大人の紳士淑女なら一本は持っていたい万年筆。日本を代表する万年筆ブランドのひとつに、セーラー万年筆がある。多くの人がその名を知るセーラー万年筆だが、昭和27年という古くに本社を東京に移転しているという理由もあってか、意外とその発祥が広島県呉市だということを知らないという人によく出会う。ちなみに呉市の天応工場は、現在もセーラー万年筆の一大製造拠点だ。
日露戦争後、友人が英国留学土産にくれた万年筆に激しい衝撃を受けた創業者の阪田久五郎。彼が後に『万年筆というものを生まれて初めて見た時の心のときめきは、言葉で言い表せないほどだった。』と語るほどに心ときめかせた万年筆との出会い。それが原点となり、1911年(明治44)広島県呉市に阪田製作所を創業、万年筆に生涯を捧げることになる。いやはや、心のときめきから始まった100年企業だなんて、素敵すぎやしないか。

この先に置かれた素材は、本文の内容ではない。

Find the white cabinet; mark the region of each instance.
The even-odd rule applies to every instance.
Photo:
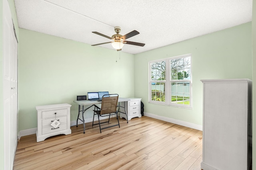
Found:
[[[202,80],[204,170],[249,170],[252,158],[252,82]]]
[[[48,137],[59,134],[71,133],[70,108],[68,104],[40,106],[37,110],[36,141],[44,141]],[[51,124],[56,120],[60,124],[54,127]]]
[[[128,120],[136,117],[141,117],[140,114],[140,101],[141,99],[138,98],[128,98],[130,99],[125,102],[125,109],[128,115]],[[120,118],[124,117],[127,119],[126,115],[122,113],[120,113]]]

日本の文具を常に進化させてきた、飽くなき開拓者精神。
セーラー万年筆は当時の日本では未開発の分野だった万年筆製造にいち早く着手し、日本で初めて「純国産の14金ペン先」を生産。昭和23年には、プラスチック射出成型で「量産する日本最初の万年筆」を、さらに昭和29年には「カートリッジ式万年筆」の特許を取得するなど、市場の最先端を常に切り拓いてきたというのだから、もう日本の万年筆の歴史はセーラー万年筆が作ってきたと言っても過言ではない。そしてなんと、国産初のボールペンも、国産初の筆ペンもセーラー万年筆がつくっていたとは! この脈々と受け継がれてきた開拓者精神に惚れ込んでいるファンも多いことだろう。
「心のときめき」が原点のチャレンジスピリットの結晶に、いまでは多くのファンが心ときめかせている。